Малин ничего такого не заметила, не видела и не слышала. Она такое обычно печенкой чует, да и Туве ни словом не упоминала о том, чтобы в домике на опушке по дороге к равнине Мальмслет появилась новая женщина.

Малин берет отца под руку, ведет его к парковке, спрашивает:

– Сколько человек придет на поминки?

– Все, кроме Дагни Вьёркквист. Она едет на другие похороны в Шерблакку.

Шерблакка.

Место, где расположен крупнейший в регионе комбинат по сжиганию мусора. Иногда запах из Шерблакки налетает на Линчёпинг ядовитым облаком.

Слава богу, сегодня такого нет.

Только этот странный запах паленого, как после взрыва, и… Малин не решается додумать эту мысль до конца… паленого мяса и страха.

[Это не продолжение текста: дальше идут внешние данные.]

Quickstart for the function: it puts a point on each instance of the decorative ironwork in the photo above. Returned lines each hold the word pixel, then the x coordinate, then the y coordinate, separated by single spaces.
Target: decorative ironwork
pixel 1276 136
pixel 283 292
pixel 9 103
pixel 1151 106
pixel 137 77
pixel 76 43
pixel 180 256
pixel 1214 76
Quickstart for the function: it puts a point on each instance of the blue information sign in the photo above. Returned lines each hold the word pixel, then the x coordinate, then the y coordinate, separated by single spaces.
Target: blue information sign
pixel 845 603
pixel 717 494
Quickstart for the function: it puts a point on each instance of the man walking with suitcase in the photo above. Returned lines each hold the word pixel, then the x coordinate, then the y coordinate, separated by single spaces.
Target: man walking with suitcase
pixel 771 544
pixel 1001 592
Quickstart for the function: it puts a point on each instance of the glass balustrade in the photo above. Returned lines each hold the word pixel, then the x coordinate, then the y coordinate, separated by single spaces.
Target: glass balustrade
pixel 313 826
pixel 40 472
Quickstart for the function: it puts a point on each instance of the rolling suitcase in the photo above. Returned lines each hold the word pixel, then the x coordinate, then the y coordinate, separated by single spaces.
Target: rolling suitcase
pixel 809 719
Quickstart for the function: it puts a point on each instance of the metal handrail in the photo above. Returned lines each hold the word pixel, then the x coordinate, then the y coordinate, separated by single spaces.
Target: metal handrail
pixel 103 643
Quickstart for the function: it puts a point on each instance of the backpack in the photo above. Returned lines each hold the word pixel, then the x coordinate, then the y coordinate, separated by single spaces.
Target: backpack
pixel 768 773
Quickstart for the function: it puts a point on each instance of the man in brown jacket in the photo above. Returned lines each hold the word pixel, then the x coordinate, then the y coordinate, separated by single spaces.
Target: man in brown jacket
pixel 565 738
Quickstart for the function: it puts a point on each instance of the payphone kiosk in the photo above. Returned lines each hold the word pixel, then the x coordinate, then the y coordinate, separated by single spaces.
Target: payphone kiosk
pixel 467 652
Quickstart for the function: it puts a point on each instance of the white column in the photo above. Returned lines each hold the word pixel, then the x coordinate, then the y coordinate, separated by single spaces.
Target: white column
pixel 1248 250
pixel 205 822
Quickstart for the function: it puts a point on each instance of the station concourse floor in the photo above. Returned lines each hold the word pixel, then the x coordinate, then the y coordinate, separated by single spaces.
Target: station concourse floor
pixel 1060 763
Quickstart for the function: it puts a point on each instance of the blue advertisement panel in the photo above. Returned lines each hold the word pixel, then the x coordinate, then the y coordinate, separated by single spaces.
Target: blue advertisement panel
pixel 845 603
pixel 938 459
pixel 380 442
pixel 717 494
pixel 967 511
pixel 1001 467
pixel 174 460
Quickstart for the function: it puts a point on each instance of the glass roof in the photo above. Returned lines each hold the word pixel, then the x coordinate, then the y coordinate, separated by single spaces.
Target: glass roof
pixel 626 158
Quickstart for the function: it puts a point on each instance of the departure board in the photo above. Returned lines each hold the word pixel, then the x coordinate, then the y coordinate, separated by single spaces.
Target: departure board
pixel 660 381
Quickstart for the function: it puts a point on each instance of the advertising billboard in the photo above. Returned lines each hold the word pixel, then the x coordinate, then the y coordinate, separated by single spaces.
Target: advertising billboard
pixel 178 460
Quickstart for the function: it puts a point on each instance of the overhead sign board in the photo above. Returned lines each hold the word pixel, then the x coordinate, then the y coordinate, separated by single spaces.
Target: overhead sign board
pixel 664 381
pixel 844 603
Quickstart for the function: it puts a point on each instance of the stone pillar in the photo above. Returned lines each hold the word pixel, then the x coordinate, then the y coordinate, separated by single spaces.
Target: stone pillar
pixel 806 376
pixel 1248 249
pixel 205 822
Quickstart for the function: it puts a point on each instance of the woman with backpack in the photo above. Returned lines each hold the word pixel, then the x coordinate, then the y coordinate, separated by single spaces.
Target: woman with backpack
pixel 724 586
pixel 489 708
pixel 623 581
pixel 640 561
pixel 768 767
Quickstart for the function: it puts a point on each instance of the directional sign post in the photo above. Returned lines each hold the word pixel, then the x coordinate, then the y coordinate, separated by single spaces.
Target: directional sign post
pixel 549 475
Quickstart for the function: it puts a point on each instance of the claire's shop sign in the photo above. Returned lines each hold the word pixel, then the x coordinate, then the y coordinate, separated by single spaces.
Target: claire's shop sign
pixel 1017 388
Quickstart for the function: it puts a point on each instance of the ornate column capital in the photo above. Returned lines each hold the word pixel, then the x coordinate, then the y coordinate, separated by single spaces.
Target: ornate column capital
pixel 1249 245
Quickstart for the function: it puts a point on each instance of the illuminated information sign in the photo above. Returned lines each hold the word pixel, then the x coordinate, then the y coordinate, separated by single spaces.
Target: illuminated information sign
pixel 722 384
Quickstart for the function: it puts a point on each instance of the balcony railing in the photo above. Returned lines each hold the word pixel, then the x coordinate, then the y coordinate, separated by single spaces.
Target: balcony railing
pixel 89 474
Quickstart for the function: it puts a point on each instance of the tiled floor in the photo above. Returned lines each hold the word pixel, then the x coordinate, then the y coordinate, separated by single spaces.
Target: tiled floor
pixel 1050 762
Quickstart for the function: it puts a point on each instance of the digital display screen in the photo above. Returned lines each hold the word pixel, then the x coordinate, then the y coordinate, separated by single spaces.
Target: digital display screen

Неужели этот запах исходит от мамы?

Они кремируют тела тут же, в помещении, соединенном с часовней; неужели они так торопятся, что мама уже горит, что ее тело уже охвачено языками пламени, так что запах ее горящего мяса разливается в воздухе, как невидимый след?

Но нет. Так быстро от похорон к кремации не переходят.

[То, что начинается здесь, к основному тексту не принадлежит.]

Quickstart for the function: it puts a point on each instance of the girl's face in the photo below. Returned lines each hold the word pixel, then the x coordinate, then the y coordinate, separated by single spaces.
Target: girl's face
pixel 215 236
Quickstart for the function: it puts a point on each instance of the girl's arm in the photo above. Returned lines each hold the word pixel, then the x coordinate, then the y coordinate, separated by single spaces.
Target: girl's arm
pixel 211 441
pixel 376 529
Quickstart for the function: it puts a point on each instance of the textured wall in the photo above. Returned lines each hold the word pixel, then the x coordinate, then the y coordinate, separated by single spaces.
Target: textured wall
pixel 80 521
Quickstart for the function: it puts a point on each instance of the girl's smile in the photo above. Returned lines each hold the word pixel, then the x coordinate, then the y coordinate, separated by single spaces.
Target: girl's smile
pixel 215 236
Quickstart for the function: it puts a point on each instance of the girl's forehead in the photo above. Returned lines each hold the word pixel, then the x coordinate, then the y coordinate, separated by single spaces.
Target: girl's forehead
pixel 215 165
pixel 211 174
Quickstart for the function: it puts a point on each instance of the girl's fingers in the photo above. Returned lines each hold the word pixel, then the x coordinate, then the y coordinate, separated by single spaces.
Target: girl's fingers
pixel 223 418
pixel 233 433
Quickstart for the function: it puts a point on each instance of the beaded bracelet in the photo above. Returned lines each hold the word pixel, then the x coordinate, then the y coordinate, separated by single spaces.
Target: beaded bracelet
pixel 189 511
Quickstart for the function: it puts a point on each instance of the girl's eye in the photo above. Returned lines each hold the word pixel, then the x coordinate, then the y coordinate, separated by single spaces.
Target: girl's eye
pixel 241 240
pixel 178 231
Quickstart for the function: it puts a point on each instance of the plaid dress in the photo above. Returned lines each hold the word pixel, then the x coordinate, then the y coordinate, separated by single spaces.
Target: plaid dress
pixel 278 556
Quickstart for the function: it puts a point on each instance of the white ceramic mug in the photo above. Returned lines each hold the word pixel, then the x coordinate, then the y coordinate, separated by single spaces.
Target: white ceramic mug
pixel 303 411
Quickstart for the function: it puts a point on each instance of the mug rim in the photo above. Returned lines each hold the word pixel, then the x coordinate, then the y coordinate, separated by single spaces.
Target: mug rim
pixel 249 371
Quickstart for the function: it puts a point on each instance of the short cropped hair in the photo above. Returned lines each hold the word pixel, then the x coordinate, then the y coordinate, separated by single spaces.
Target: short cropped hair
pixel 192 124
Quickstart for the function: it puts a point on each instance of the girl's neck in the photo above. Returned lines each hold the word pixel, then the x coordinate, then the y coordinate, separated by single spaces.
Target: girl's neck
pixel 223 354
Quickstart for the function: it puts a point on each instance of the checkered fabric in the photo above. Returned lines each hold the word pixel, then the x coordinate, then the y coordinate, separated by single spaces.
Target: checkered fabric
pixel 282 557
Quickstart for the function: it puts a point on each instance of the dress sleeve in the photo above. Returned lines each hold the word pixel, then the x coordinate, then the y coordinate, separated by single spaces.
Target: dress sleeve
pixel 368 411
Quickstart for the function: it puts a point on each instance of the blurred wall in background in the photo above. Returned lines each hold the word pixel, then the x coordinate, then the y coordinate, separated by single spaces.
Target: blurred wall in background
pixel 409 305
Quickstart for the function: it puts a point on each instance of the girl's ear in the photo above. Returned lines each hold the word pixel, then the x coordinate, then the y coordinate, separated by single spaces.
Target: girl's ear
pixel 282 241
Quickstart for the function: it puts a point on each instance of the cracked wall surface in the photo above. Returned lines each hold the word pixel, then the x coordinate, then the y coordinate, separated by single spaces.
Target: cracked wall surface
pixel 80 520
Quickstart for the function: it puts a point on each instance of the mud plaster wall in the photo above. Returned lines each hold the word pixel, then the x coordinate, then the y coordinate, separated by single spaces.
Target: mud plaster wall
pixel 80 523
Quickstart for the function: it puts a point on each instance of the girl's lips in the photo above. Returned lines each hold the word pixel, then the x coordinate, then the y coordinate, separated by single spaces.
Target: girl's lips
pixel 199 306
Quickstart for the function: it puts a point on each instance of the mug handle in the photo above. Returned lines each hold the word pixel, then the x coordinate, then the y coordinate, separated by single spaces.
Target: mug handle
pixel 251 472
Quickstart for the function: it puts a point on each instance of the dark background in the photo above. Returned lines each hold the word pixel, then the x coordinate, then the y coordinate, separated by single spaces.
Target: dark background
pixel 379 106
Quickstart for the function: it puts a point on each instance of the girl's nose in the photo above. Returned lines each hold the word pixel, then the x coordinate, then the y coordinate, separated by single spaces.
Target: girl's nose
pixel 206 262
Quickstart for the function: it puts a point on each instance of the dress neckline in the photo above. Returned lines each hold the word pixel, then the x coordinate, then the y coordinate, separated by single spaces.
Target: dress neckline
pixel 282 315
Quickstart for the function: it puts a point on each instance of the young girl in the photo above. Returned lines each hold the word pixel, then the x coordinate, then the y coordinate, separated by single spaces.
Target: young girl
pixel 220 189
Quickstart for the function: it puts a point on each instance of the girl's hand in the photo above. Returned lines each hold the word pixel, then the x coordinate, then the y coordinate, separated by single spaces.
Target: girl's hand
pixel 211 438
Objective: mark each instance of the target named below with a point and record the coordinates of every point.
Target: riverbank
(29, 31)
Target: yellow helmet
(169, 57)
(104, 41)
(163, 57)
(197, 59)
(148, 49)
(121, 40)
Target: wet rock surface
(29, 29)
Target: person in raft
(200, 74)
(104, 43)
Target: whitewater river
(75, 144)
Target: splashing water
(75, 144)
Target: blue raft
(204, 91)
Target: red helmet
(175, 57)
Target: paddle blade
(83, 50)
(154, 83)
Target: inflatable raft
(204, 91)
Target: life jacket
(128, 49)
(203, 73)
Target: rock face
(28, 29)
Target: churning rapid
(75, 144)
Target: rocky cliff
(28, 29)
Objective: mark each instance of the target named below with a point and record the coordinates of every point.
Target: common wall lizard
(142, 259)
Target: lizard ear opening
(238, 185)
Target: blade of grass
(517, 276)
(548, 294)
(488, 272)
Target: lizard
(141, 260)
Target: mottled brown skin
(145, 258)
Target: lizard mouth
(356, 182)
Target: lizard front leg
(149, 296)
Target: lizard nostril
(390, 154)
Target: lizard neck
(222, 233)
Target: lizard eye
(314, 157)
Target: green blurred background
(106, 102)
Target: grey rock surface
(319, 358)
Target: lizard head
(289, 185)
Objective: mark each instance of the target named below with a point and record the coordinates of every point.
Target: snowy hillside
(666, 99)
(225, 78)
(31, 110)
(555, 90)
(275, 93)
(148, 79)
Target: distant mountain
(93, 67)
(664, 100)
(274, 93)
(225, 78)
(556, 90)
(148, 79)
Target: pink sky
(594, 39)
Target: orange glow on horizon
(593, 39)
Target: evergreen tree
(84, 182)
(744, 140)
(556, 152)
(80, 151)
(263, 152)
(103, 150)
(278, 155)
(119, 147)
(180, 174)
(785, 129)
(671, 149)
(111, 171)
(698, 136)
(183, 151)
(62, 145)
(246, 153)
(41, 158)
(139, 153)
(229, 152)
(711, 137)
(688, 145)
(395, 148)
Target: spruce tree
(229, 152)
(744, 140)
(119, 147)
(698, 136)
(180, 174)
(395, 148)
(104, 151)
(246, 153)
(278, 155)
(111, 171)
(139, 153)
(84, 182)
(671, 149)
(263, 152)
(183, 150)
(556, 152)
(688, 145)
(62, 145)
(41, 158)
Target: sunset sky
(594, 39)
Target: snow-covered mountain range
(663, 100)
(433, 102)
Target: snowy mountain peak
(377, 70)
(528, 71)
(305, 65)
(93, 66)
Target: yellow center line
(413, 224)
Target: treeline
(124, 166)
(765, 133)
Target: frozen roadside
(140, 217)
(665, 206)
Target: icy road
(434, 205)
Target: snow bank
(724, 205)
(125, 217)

Гроб все еще стоит внутри. Внезапно Малин охватывает желание кинуться обратно, открыть крышку гроба и положить горячую ладонь на щеку мамы и сказать: «Прощай, прощай, мама! И я прощаю тебя, из-за чего бы ни получилось так, как получилось».

Но она остается на парковке рядом с отцом. Видит, как одна за другой отъезжают машины, отгоняет от себя видения гроба. Чтобы отвлечься, Малин поспешно включает телефон с большим дисплеем, который ей удалось выпросить у Карима Акбара, – единственное техническое усовершенствование в этом году, – и начинает нервно перебирать пальцами по кнопкам. Как только телефон включается, раздается звонок.

На дисплее номер Свена Шёмана.

Он?

Сейчас?

«Он знает, что я на похоронах, – стало быть, случилось нечто из ряда вон выходящее», – думает Малин и ощущает хорошо знакомое чувство возбуждения, которое всегда охватывает ее перед новым большим и важным расследованием. Она почти надеется, что так и будет, но потом накатывает стыд, на этот раз в двойном размере – за то, что она испытывает удовольствие от работы как освобождение именно в этот момент и именно таким образом.

Кто на этот раз попал в беду?

Парочка алкашей укокошили друг друга?

Дерзкое ограбление?

Дети?

Девочки, которые только что померещились ей в виде ангелочков.

Боже, только бы не несчастье с детьми. Насилие, зло в отношении детей – единственное, против чего она безоружна.

* * *

– Малин слушает.

– Малин?

Голос у Свена взволнованный, почти растерянный. Но он берет себя в руки.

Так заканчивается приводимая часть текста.